It’s frustrating to watch the handful of news organizations that cover United States economic indicators screw-up the same data month after month, as they do with new home sales.
The federal government’s measure of signed contracts for new residential construction fell for the fourth straight month in August, to a seasonally adjusted annual pace of 295,000. That puts new home sales on pace to move 318,000 dwellings in 2011 – the fewest purchases since the government started tracking them in 1963.
The U.S. population has grown to 312.5 million from 189.3 million in that time. However, the government and the mainstream media continue to cover new home sales as if those additional 123 million Americans don’t exist.
Comparing the present unadjusted annual pace of 318,000 new home sales so far this year by 312.5 million Americans to the 560,000 purchases that were actually made by 189.3 million people in 1963 is like comparing the food eaten by a 250 pound man to the amount consumed by a 50 pound child and ignoring the size disparity that makes less consumption by the bigger person more significant.
That omission makes the housing market decline look a little less devastating. It’s lipstick on a pig.
We’re looking at a 66 percent decline in new home sales per million Americans this year in comparison with 1963. Without the population adjustment we’re looking at a 43 percent decline. That’s a huge disparity.
The various economic news teams dutifully regurgitated government data for new home sales Sept. 26. However, they failed in the core journalism role of “goverment adversary” by neither challenging the data nor analyzing it effectively.
They continue to commit the same sin that tripped up stock analysts during the dot-com boom by acting like market cheerleaders.
It’s a betrayal of the public trust.
Journalists are neither clerks nor cheerleaders and we’re not talking about rocket science here. We’re talking about adjusting new home sales data for the enormous population growth since 1963 to give potential buyers an accurate picture of the true depth of the housing decline.

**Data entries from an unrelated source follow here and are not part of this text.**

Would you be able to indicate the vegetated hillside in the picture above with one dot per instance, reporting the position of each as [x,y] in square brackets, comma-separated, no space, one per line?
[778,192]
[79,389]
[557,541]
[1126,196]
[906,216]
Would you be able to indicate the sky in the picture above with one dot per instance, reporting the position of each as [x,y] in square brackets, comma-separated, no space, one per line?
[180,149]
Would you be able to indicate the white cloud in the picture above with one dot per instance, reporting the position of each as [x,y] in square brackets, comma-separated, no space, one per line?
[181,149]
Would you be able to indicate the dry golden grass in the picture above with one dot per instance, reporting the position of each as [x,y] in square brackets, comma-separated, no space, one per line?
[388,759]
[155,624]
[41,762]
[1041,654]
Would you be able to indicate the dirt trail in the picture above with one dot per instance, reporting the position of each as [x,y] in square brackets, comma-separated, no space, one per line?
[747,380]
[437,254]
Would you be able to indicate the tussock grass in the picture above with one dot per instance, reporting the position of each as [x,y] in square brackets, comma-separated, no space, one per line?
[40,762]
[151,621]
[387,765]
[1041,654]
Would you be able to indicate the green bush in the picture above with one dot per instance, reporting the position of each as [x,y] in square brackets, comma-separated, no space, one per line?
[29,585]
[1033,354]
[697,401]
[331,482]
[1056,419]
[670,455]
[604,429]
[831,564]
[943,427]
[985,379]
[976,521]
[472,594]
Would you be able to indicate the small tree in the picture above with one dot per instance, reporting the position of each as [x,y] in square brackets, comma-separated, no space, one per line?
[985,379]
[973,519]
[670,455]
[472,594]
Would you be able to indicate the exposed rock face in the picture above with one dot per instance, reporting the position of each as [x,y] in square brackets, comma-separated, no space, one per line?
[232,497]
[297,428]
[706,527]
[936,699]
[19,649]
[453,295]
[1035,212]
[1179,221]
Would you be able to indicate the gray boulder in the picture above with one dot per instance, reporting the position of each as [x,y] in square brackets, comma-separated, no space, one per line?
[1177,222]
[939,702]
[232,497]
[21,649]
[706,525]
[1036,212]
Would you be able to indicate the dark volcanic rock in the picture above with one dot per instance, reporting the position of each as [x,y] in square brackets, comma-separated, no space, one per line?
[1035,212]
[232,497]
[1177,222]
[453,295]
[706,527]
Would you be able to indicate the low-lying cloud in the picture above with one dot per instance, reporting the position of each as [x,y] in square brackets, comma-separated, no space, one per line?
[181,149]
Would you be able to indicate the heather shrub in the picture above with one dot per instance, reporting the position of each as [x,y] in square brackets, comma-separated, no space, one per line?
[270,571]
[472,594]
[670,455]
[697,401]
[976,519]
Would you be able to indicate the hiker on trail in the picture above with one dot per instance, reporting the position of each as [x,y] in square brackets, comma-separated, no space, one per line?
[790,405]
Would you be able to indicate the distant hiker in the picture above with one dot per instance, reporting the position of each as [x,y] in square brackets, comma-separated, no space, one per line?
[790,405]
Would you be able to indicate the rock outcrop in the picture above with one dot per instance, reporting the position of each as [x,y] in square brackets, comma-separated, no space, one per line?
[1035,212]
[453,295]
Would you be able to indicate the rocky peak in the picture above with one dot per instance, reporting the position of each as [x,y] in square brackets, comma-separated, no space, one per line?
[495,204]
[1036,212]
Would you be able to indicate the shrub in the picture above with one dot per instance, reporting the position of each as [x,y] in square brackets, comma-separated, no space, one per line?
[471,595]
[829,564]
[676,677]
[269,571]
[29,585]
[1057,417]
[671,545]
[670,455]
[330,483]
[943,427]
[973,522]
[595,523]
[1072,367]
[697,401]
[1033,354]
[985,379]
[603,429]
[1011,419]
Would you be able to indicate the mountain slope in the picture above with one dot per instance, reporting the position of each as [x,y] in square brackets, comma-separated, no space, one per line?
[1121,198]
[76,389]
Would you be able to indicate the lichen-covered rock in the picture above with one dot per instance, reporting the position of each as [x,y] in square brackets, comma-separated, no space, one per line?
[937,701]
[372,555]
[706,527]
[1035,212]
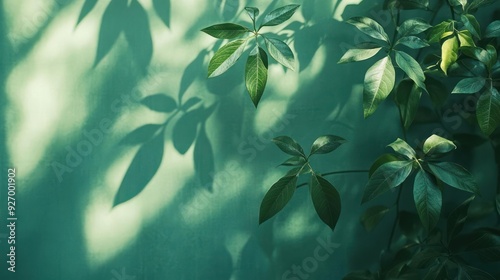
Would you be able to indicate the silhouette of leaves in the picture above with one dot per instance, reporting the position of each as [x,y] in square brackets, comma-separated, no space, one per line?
[142,169]
[162,8]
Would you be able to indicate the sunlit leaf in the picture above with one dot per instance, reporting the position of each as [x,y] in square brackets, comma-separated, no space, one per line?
[488,110]
[289,146]
[428,199]
[454,175]
[386,177]
[226,57]
[226,30]
[326,144]
[141,170]
[326,200]
[279,15]
[370,27]
[360,52]
[277,197]
[372,216]
[378,84]
[280,51]
[256,74]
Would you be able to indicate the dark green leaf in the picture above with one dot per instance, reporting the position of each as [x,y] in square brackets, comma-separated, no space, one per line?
[289,146]
[226,57]
[493,29]
[326,144]
[141,170]
[277,197]
[294,161]
[412,42]
[256,74]
[428,200]
[141,135]
[471,23]
[280,51]
[401,147]
[436,144]
[372,216]
[370,27]
[469,85]
[457,219]
[488,110]
[360,52]
[160,103]
[380,161]
[454,175]
[387,176]
[413,26]
[226,30]
[279,15]
[326,200]
[408,99]
[252,12]
[378,84]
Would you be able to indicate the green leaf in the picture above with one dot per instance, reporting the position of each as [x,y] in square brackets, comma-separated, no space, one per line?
[449,55]
[457,218]
[435,32]
[411,67]
[412,26]
[252,12]
[279,15]
[488,111]
[401,147]
[160,103]
[385,158]
[226,57]
[436,144]
[326,200]
[280,51]
[408,99]
[428,199]
[360,52]
[256,74]
[378,84]
[493,29]
[372,216]
[471,23]
[412,42]
[226,30]
[469,85]
[370,27]
[454,175]
[277,197]
[326,144]
[289,146]
[386,177]
[294,161]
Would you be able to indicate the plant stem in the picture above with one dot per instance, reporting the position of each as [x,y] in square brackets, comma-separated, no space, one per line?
[393,230]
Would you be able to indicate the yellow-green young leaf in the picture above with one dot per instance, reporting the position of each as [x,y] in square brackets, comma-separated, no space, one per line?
[411,67]
[408,99]
[280,51]
[225,57]
[449,54]
[428,199]
[465,38]
[360,52]
[256,74]
[378,84]
[488,110]
[277,197]
[326,200]
[438,145]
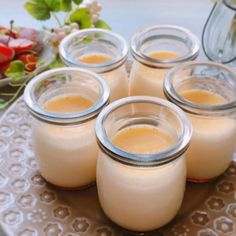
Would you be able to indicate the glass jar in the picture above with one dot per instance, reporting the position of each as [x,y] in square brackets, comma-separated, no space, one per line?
[176,45]
[99,42]
[65,144]
[212,114]
[134,189]
[219,33]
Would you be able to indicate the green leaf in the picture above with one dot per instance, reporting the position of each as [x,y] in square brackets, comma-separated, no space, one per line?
[57,63]
[66,5]
[82,17]
[77,1]
[102,24]
[2,103]
[53,5]
[38,9]
[16,70]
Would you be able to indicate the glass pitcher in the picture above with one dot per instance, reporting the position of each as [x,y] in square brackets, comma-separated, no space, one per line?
[219,33]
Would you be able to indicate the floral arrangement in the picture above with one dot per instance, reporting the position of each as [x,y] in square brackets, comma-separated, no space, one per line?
[21,48]
[79,14]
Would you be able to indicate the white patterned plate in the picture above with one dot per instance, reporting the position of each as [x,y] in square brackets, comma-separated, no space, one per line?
[31,207]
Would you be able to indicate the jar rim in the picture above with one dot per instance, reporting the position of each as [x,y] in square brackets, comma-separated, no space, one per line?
[188,106]
[167,63]
[101,67]
[144,160]
[65,119]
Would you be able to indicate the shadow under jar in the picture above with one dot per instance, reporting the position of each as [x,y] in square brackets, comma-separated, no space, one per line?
[206,91]
[100,51]
[155,50]
[64,104]
[141,170]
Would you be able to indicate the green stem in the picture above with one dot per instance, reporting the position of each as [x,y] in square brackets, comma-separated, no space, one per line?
[14,85]
[66,17]
[57,19]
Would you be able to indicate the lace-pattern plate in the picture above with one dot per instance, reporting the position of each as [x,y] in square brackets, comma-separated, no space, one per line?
[31,207]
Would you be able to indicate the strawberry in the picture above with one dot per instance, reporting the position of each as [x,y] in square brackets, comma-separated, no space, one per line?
[29,60]
[6,53]
[21,45]
[11,33]
[4,39]
[4,66]
[28,33]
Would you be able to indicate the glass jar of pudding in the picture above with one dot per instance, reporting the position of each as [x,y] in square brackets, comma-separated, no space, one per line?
[155,50]
[207,94]
[100,51]
[141,170]
[64,104]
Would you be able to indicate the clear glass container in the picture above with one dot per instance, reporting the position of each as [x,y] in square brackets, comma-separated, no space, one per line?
[65,144]
[148,72]
[212,114]
[89,42]
[219,33]
[141,192]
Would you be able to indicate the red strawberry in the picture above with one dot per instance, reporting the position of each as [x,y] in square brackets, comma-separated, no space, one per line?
[4,66]
[21,45]
[8,32]
[29,60]
[4,39]
[6,53]
[28,33]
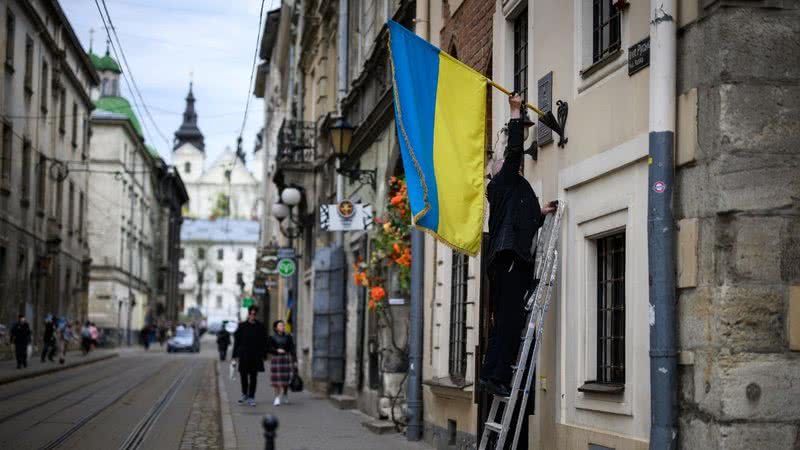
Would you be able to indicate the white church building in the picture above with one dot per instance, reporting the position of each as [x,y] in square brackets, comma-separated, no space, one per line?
[220,232]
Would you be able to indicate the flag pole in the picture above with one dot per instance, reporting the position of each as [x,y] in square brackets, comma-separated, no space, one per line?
[546,118]
[507,92]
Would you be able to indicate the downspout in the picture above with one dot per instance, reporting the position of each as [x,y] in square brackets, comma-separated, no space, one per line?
[414,388]
[342,50]
[660,225]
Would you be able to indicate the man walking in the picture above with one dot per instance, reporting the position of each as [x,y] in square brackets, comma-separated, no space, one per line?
[514,218]
[49,339]
[223,341]
[21,338]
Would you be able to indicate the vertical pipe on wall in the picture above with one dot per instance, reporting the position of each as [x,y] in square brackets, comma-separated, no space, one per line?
[414,389]
[660,225]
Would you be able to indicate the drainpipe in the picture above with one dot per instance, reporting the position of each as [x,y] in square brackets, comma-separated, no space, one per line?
[660,225]
[414,388]
[342,50]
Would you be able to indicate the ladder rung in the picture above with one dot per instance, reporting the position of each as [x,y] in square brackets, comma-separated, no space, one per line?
[493,426]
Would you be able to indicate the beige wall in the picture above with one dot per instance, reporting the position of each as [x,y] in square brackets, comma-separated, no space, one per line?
[602,174]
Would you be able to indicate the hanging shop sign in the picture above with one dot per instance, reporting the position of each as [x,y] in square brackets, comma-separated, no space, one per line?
[345,216]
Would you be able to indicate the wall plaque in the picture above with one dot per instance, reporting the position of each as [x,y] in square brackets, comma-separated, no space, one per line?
[639,56]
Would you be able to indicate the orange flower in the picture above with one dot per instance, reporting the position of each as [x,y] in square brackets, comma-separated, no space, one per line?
[377,294]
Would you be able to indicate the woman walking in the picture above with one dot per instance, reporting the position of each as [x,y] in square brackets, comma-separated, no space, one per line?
[283,363]
[249,353]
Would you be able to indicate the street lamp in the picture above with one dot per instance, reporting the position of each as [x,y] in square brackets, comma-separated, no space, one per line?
[341,133]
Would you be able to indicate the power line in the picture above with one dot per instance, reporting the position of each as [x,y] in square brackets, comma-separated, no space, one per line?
[253,67]
[135,91]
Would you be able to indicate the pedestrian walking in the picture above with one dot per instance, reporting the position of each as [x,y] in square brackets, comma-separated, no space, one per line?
[223,341]
[65,336]
[49,339]
[86,338]
[283,362]
[21,338]
[514,218]
[249,353]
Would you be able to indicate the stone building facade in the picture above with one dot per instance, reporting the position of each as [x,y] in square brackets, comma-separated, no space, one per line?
[44,250]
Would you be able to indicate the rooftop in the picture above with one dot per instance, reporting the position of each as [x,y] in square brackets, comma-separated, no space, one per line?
[220,230]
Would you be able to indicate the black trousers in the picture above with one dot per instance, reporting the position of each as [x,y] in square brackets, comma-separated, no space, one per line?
[223,352]
[21,352]
[509,279]
[49,350]
[249,380]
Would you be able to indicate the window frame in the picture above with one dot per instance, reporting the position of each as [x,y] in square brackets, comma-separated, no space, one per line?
[610,314]
[457,346]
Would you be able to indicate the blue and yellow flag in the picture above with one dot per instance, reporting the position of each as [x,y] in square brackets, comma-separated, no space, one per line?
[440,112]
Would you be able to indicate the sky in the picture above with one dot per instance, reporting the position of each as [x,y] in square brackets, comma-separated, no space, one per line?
[168,41]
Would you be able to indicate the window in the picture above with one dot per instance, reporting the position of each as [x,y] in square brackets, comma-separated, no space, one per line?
[458,316]
[605,29]
[71,208]
[41,183]
[611,309]
[25,178]
[11,27]
[521,54]
[43,87]
[28,82]
[74,126]
[5,158]
[62,111]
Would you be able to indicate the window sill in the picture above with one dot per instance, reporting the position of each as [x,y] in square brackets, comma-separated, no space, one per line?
[592,387]
[604,61]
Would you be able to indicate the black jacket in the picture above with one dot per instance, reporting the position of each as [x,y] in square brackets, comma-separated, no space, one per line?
[514,212]
[21,334]
[223,338]
[284,342]
[250,346]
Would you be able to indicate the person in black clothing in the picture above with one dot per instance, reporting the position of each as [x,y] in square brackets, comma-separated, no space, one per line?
[249,353]
[21,337]
[223,341]
[283,363]
[514,218]
[49,339]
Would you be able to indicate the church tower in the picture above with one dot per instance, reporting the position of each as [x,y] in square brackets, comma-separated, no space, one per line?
[188,131]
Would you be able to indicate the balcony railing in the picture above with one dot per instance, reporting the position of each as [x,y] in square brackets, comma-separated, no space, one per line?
[296,142]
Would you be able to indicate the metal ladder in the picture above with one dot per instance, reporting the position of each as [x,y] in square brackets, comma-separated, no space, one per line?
[537,303]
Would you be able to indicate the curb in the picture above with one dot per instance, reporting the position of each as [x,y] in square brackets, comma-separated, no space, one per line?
[49,370]
[228,433]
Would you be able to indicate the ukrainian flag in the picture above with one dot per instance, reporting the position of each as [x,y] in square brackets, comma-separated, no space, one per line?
[440,112]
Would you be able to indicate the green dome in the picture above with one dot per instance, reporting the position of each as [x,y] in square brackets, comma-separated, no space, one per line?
[104,63]
[119,105]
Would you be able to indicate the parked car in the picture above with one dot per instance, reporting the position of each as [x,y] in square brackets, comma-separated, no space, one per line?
[185,340]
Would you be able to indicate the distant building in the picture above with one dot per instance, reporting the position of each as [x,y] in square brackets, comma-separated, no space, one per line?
[44,135]
[225,188]
[135,203]
[218,257]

I’m not an economist and I only covered economic indicators full-time for three years, but even I can figure this one out.
The notion that my betters on the various economic reporting teams don’t know this adjustment needs to be made is preposterous. They have made a conscious decision to ignore this disparity and undermined their own standing as journalists and patriotic Americans by doing so. This kind of willful ignorance and misrepresentation is not the same thing as an honest mistake.
This is a knowing lie and a journalistic sin of omission.
The government has never adjusted new home sales to reflect the additional 123 million Americans who now live in this nation. Without that adjustment, the present 318,000 new home sales pace represents a 43 percent departure from the 560,000 new homes sold in 1963, a 53 percent departure from the historical annual average of 671,000 and a 60 percent departure from the 798,000 annual average produced since 2000.
Once the same data are adjusted for population growth, we’re looking at an unadjusted annual pace of 1,017 new home sales per million Americans so far this year. That represents a 66 percent decline from the 2,958 sales per million Americans in 1963, a 63 percent drop versus the historical annual average of 2,719, and a 62 percent decline from the 2,694 annual sales per million recorded since 2000.
Those are statistically significant undershots that could play a role in misguided consumer purchase decisions. And this is the same kind of misrepresentation that broke the bond of confidence between housing professionals and prospective home purchasers.
People are afraid to get fleeced. That fear has undermined the sale of new dwellings in combination with the huge supply of foreclosed homes on the market. It’s also the reason so many unfinished projects have been abandoned by homebuilders.
The answer isn’t to let homebuilders raid the treasury again for another subsidy to support their elevated prices. The answer is better regulation of housing market misrepresentations, like those made by the predatory lenders that have displaced millions of American families, and to fix a government data series that makes housing activity look better than it is.
To adjust new home sales data for population growth, all you have to do is calculate purchases per million Americans. Again, it’s not rocket science.
The failure of the various eco data teams to make this basic adjustment raises serious questions about their role in the market and the integrity of their leadership.
You know, underneath it all I’m still really just a working class kid from the Bronx. They cleaned me up at Columbia University’s School of Journalism and I bought a couple suits at Goodwill, but at a certain point the Bronx in me just gets tired of being polite about these knowing misrepresentations.
So, please allow me to summarize my views for my fellow economic journalists: this is wrong.
Pretty please with sugar on top – cut it out.
Methodology: I used population data from the monthly personal income report released by the Bureau of Economic Analysis to produce my sales per million estimates. I roughly estimated the August population at 312,820,000 because that data had not been released at the time this column was written. My estimate for the 2011 new home sales pace was produced from monthly sales data for the first eight months of this year that had not been adjusted for seasonal variations.